The combined results of two independent Lys-6-linked ubiquitin immunoprecipitations lead to the identification of 53 proteins that were present only in the Lys-6-ubiquitin purification and not the untransfected control sample. Forty-eight of the 53 proteins were present in both immunoprecipitations. A protein identification is considered valid when at least two nonredundant peptides from the same protein have been assigned a statistically meaningful log(e) score less than or equal to –3.0. Identified proteins were ranked by their protein abundance factor (31).

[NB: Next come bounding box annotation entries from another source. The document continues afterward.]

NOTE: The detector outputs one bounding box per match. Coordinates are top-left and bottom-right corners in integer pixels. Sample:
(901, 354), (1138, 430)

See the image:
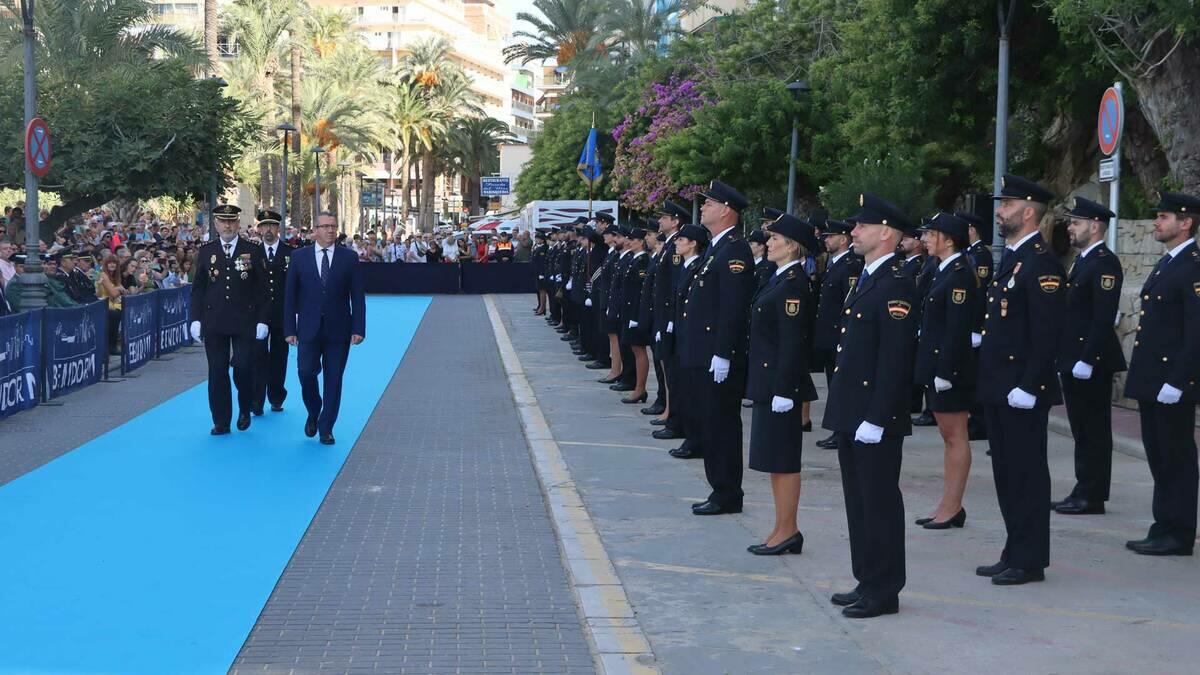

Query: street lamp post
(275, 123), (296, 228)
(20, 0), (46, 310)
(312, 145), (325, 220)
(787, 79), (812, 214)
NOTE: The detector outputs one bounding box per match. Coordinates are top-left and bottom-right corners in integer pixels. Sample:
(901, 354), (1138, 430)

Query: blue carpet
(0, 297), (430, 674)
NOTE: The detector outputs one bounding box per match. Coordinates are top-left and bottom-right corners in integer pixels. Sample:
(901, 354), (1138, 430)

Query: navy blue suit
(283, 245), (367, 435)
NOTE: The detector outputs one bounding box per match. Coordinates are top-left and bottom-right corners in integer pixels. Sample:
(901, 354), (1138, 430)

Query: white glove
(854, 419), (883, 446)
(1008, 387), (1038, 410)
(770, 396), (796, 412)
(1158, 382), (1183, 406)
(1070, 362), (1092, 380)
(708, 356), (730, 384)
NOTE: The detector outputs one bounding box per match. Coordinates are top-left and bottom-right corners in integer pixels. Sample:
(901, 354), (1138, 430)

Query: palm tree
(504, 0), (608, 66)
(450, 118), (516, 216)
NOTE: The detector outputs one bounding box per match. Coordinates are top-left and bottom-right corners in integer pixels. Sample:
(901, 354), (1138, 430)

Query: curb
(484, 294), (659, 675)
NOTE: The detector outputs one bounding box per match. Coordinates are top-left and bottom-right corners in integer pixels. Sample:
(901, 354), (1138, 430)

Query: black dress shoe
(1130, 537), (1193, 555)
(976, 561), (1008, 577)
(841, 598), (900, 619)
(912, 411), (937, 426)
(829, 589), (863, 607)
(991, 567), (1046, 586)
(691, 501), (742, 515)
(746, 532), (804, 555)
(922, 508), (967, 530)
(1055, 497), (1104, 515)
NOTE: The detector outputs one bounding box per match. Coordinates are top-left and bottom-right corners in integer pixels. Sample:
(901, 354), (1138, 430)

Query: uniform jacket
(1058, 244), (1123, 372)
(976, 233), (1067, 407)
(1126, 241), (1200, 405)
(812, 252), (863, 351)
(912, 255), (982, 389)
(676, 227), (754, 369)
(191, 237), (270, 335)
(822, 254), (917, 436)
(745, 263), (817, 404)
(283, 245), (367, 342)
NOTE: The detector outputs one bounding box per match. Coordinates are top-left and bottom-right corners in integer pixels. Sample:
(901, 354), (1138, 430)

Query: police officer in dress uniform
(812, 219), (863, 450)
(1126, 192), (1200, 555)
(191, 204), (270, 436)
(976, 175), (1067, 586)
(823, 193), (917, 619)
(913, 214), (979, 530)
(662, 223), (708, 459)
(746, 214), (820, 555)
(1050, 197), (1126, 515)
(679, 180), (754, 515)
(251, 210), (292, 414)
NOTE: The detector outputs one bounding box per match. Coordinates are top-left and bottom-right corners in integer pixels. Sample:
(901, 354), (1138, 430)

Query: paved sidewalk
(233, 295), (594, 674)
(497, 295), (1200, 674)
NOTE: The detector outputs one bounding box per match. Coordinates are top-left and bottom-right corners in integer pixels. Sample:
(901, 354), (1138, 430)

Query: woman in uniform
(913, 214), (979, 530)
(620, 227), (650, 404)
(746, 214), (817, 555)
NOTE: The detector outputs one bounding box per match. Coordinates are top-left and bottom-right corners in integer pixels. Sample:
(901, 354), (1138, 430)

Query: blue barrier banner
(43, 300), (108, 399)
(0, 311), (42, 418)
(155, 286), (192, 357)
(121, 291), (160, 374)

Thirty-one of these proteins can be classified as known participants in ubiquitin metabolism (Table 1). This category of proteins includes known or predicted E1 ubiquitin-activating enzymes, E2 ubiquitin-conjugating enzymes, E3 ubiquitin ligases, deubiquitinating enzymes, and proteins with previously identified ubiquitin-binding domains. Interestingly, no subunits of the proteasome were identified, despite the fact that the proteasome is an abundant multiprotein complex with several polyubiquitin receptors (33). The lack of proteasome subunits in this purification is probably related to the apparent nondegradative function of Lys-6-linked polyubiquitin chains.

A further 22 proteins identified in the Lys-6-ubiquitin immunoprecipitations were specific to the transfected sample and could not be classified as ubiquitin-proteasome pathway proteins. These proteins are considered candidate ubiquitin-interacting proteins (Table 2).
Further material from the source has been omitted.